Supermassive black hole growth and merger rates from cosmological N-body simulations

Understanding how seed black holes (BHs) grow into intermediate-mass and supermassive black holes (IMBHs and SMBHs, respectively) has important implications for the duty cycle of active galactic nuclei (AGN), galaxy evolution and gravitational wave astronomy. Most studies of the cosmological growth and merger history of BHs have used semianalytic models and have concentrated on SMBH growth in luminous galaxies. We have developed a 'hybrid method' that combines high-resolution cosmological N-body simulations for the haloes' merger history, with semi-analytical recipes for BH pair dynamics and BH gas accretion. We track the assembly of BHs over a large range of final masses - from seed BHs to SMBHs - over widely varying dynamical histories. We used the dynamics of dark matter haloes to track the evolution of seed BHs in three different gas accretion scenarios.
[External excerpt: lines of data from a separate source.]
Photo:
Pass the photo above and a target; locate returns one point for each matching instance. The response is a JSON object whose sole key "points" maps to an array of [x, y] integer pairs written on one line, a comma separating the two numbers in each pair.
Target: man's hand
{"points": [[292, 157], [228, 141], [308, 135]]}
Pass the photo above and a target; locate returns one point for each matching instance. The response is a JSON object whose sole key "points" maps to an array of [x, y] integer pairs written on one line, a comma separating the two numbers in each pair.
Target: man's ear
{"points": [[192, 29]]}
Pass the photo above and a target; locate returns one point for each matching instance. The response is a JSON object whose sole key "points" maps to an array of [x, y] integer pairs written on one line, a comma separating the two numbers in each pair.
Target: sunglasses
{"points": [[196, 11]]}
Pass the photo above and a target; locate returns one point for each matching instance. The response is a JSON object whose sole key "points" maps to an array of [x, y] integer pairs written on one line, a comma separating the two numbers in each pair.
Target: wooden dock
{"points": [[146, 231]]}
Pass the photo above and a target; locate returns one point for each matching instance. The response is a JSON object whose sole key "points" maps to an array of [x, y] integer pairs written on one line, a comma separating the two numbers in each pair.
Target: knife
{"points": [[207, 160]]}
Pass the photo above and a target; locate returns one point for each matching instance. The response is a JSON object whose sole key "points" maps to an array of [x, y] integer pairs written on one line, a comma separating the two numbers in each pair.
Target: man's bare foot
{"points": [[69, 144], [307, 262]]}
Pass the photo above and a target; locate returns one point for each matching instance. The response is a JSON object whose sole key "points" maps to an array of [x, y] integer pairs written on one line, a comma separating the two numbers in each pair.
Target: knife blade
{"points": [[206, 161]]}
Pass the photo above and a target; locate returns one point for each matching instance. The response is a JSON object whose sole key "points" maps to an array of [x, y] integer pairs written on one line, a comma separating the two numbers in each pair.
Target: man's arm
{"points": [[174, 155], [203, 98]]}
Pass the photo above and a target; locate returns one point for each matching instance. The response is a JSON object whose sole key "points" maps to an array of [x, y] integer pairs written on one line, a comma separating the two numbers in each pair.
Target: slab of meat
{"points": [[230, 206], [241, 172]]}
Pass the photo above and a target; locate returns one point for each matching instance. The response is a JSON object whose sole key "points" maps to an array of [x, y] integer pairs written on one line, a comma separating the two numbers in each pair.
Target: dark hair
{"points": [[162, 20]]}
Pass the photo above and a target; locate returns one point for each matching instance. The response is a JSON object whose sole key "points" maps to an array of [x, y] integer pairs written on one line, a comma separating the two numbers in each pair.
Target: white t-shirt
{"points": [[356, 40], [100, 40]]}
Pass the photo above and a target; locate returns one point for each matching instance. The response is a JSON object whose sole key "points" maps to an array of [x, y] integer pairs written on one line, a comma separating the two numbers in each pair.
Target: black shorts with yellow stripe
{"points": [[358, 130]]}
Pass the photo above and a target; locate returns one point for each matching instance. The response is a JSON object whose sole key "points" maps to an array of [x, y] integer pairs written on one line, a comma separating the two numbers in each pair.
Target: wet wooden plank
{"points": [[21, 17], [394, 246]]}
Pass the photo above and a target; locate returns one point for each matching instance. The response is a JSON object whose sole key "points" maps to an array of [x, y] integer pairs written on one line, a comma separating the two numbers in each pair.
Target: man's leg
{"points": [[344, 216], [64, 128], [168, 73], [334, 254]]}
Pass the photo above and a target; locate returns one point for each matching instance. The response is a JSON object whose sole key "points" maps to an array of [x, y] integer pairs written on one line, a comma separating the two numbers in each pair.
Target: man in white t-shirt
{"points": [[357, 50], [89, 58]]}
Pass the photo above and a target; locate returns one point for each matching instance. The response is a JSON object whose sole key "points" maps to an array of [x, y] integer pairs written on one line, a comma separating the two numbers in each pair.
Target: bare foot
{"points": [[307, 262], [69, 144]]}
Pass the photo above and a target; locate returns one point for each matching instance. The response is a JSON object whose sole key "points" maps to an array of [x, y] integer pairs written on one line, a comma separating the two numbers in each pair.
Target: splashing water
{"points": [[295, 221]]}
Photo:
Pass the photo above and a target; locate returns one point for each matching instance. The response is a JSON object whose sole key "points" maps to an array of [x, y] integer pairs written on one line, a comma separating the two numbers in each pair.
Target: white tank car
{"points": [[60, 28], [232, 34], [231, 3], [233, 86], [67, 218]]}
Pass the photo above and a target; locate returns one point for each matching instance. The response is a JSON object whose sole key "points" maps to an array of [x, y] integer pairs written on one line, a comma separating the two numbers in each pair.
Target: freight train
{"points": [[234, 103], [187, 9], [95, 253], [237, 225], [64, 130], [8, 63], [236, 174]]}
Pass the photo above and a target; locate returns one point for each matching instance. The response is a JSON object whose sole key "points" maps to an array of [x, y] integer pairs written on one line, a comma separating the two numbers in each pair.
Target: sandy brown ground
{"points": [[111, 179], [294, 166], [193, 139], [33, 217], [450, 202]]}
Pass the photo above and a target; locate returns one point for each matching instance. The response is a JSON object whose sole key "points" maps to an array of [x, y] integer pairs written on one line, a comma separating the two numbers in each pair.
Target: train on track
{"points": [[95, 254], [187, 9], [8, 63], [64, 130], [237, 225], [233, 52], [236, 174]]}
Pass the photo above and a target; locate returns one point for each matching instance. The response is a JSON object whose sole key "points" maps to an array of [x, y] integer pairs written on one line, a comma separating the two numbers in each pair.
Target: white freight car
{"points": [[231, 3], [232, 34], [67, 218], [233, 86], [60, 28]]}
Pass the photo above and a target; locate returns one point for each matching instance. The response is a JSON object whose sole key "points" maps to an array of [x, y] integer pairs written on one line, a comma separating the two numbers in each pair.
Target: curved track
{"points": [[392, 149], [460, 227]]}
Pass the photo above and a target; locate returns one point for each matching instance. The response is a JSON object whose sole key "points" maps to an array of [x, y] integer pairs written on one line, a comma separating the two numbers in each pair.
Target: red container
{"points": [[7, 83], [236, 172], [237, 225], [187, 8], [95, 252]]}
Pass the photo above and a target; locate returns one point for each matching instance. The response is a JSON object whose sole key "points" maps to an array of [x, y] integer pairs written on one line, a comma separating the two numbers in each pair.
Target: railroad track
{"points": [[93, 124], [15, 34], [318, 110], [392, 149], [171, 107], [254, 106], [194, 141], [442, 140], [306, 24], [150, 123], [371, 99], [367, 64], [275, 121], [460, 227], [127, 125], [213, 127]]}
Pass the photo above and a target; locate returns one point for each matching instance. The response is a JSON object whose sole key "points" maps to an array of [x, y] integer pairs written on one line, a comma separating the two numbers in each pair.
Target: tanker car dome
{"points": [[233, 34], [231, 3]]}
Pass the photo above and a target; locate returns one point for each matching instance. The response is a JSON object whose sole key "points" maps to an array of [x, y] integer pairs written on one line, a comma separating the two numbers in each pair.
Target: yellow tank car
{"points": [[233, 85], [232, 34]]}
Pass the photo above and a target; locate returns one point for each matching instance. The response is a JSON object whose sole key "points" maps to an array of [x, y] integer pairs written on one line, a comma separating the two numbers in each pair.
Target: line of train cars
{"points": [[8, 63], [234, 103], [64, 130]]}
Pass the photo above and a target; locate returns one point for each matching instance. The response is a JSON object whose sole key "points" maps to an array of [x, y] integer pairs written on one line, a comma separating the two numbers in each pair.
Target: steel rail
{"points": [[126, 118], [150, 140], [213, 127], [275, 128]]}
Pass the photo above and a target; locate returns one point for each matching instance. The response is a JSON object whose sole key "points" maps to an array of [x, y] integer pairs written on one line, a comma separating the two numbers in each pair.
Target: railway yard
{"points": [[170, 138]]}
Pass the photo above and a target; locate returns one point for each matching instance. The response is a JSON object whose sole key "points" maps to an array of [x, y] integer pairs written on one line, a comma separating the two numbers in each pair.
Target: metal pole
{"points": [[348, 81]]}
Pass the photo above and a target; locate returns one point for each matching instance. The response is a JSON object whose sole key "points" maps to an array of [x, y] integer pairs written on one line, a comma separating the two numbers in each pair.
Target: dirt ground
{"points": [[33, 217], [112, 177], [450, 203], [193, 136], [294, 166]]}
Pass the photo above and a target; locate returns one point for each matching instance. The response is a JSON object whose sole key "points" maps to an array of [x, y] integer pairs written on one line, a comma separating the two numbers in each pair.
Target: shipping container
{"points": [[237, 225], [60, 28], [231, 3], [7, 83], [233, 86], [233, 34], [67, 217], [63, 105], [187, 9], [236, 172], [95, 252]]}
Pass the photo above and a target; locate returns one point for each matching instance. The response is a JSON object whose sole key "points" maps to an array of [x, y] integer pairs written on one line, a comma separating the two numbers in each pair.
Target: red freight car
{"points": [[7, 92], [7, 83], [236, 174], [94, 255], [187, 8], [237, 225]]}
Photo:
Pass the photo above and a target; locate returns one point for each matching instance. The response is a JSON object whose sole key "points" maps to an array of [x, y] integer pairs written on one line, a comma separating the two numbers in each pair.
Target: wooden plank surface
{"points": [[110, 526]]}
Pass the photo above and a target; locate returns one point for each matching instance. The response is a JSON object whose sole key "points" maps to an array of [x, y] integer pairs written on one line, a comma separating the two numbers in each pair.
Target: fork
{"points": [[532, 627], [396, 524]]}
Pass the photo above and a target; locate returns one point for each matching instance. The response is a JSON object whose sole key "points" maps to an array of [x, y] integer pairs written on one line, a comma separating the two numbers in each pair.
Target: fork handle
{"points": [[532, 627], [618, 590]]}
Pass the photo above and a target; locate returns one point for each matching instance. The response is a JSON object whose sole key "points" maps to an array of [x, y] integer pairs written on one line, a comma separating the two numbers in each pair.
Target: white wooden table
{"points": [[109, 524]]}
We have found that growth of a Sagittarius A* - size of SMBH reaches its maximum mass M_SMBH = ∼10 ⁶ M_⊙ at z ∼ 6 through early gaseous accretion episodes, after which it stays at near constant mass. At the same redshift, the duty cycle of the host AGN ends, hence redshift z = 6 marks the transition from an AGN to a starburst galaxy which eventually becomes the Milky Way. By tracking BH growth as a function of time and mass, we estimate that the IMBH merger rate reaches a maximum of R_max = 55 yr^-1 at z = 11. From IMBH merger rates we calculate N_ULX = 7 per Milky Way type galaxy per redshift in redshift range 2 ≲ z ≲ 6.